As indicated in the data section of the Stan program, we need to define the number of elements n of the Gaussian process and the real fast Fourier transform (RFFT) of the covariance kernel cov_rfft. We’ll use 100 elements and a squared exponential covariance kernel which allows us to evaluate the RFFT directly.

n <- 100
length_scale <- n / 10
freq <- 1:(n %/% 2 + 1) - 1
# See appendix B of https://arxiv.org/abs/2301.08836 for details on the expression.
cov_rfft <- exp(- 2 * (pi * freq * length_scale / n) ^ 2) + 1e-9

fit <- model$sample(
  data=list(n=n, cov_rfft=cov_rfft),
  seed=123,
  chains=1,
  iter_warmup=1000,
  iter_sampling=5,
)
#> Running MCMC with 1 chain...
#> 
#> Chain 1 Iteration:    1 / 1005 [  0%]  (Warmup) 
#> Chain 1 Iteration:  100 / 1005 [  9%]  (Warmup) 
#> Chain 1 Iteration:  200 / 1005 [ 19%]  (Warmup) 
#> Chain 1 Iteration:  300 / 1005 [ 29%]  (Warmup) 
#> Chain 1 Iteration:  400 / 1005 [ 39%]  (Warmup) 
#> Chain 1 Iteration:  500 / 1005 [ 49%]  (Warmup) 
#> Chain 1 Iteration:  600 / 1005 [ 59%]  (Warmup) 
#> Chain 1 Iteration:  700 / 1005 [ 69%]  (Warmup) 
#> Chain 1 Iteration:  800 / 1005 [ 79%]  (Warmup) 
#> Chain 1 Iteration:  900 / 1005 [ 89%]  (Warmup) 
#> Chain 1 Iteration: 1000 / 1005 [ 99%]  (Warmup) 
#> Chain 1 Iteration: 1001 / 1005 [ 99%]  (Sampling) 
#> Chain 1 Iteration: 1005 / 1005 [100%]  (Sampling) 
#> Chain 1 finished in 7.9 seconds.
#> Warning: 5 of 5 (100.0%) transitions hit the maximum treedepth limit of 10.
#> See https://mc-stan.org/misc/warnings for details.

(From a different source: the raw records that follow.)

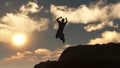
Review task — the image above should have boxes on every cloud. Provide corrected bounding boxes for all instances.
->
[51,0,120,32]
[0,2,49,43]
[88,31,120,44]
[84,21,118,32]
[20,1,43,14]
[3,44,72,62]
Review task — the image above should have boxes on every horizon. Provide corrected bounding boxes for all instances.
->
[0,0,120,68]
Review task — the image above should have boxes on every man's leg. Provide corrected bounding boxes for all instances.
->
[60,34,65,43]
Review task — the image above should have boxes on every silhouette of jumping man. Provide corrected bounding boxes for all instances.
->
[56,17,67,43]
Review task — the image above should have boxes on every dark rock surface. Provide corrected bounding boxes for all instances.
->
[34,43,120,68]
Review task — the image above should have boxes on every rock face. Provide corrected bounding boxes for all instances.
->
[34,43,120,68]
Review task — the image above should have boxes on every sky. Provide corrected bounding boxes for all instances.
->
[0,0,120,68]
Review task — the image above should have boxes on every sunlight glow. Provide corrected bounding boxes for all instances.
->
[12,34,27,46]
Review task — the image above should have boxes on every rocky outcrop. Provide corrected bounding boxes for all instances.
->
[34,43,120,68]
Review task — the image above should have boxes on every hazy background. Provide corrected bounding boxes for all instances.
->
[0,0,120,68]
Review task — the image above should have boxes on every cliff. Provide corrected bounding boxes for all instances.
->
[34,43,120,68]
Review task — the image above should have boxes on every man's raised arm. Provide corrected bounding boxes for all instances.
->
[65,18,68,24]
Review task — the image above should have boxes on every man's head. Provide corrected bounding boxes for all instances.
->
[62,18,65,22]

We extract the draws from the fit object and plot a realization of the process.

f <- fit$draws("f", format="draws_matrix")
plot(1:n, f[1,], type="l", xlab="covariate x", ylab="Gaussian process f(x)")

This vignette illustrates the use of gptools with an elementary example. Further details can be found in the more comprehensive documentation although using the cmdstanpy interface.